L’histoire touchante du docteur Amine, imminent chirurgien à Tel-Aviv ayant tout pour réussir et qui voit sa vie voler en éclats le jour où sa femme se fait exploser au cœur d’un restaurant rempli d’enfants. Noyé dans le désarroi et la confusion la plus totale, comment saura-t-il trouver une explication plausible à la radicalisation de son épouse? A quel moment lui a-t-elle donc échappée? Elle semblait pourtant si heureuse et épanouie depuis qu’ils vivaient ensemble dans cette grande et confortable maison en terre israélienne.
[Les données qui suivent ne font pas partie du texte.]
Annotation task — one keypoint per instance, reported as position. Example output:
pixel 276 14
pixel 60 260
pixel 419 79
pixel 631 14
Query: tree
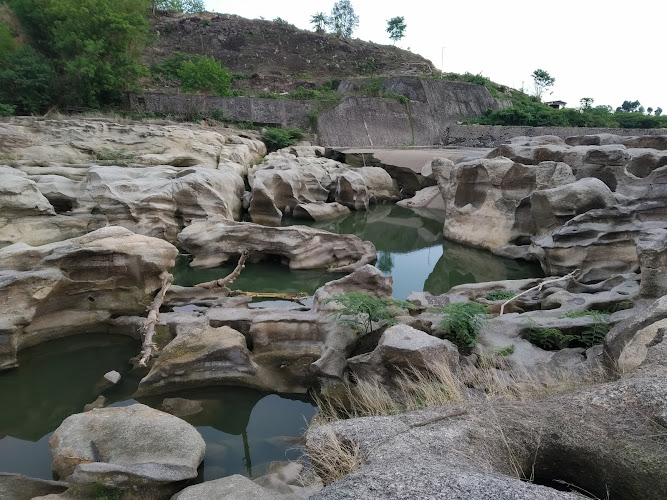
pixel 187 6
pixel 95 46
pixel 205 74
pixel 586 103
pixel 7 45
pixel 319 21
pixel 396 28
pixel 629 107
pixel 542 81
pixel 343 20
pixel 27 82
Ou était-ce uniquement en apparence?

En ce qui me concerne, l’auteur m’a amenée à me questionner sur la définition même de la confidentialité et du secret entre un homme et sa femme ; est-ce parce que deux personnes sont mariées qu’elles doivent forcément tout se dire, surtout quand il s’agit de convictions intimes religieuses? Le personnage principal est confrontée en permanence à  sa douleur, celle de se rendre à l’évidence qu’il ne savait pas tout de sa femme, voire rien du tout. Comment a-t-elle pu décider de sacrifier sa vie, de tuer des innocents, pour venger ses frères palestiniens? Qu’est-ce qui lui donnait ce droit quand ils menaient une vie plus que confortable en Israël? Pourquoi n’en avait-elle pas parlé avec son mari, pourquoi ne lui avait-elle pas demandé son avis? Ne comptait-il déjà plus pour elle alors qu’elle était encore vivante? Était-ce sa faute à lui si elle s’était détournée de lui? Est-ce qu’en se livrant kamikaze, sa femme était finalement une mauvaise personne dont la mémoire ne devait pas être honorée? Une foultitude de questions à laquelle il est compliqué de répondre en tant que lecteur détaché du roman, mais aussi en se mettant à la place du personnage qui tout au long du récit va être en quête perpétuelle de réponses, de lumière à mettre sur ces zones obscures de sa vie et de son couple.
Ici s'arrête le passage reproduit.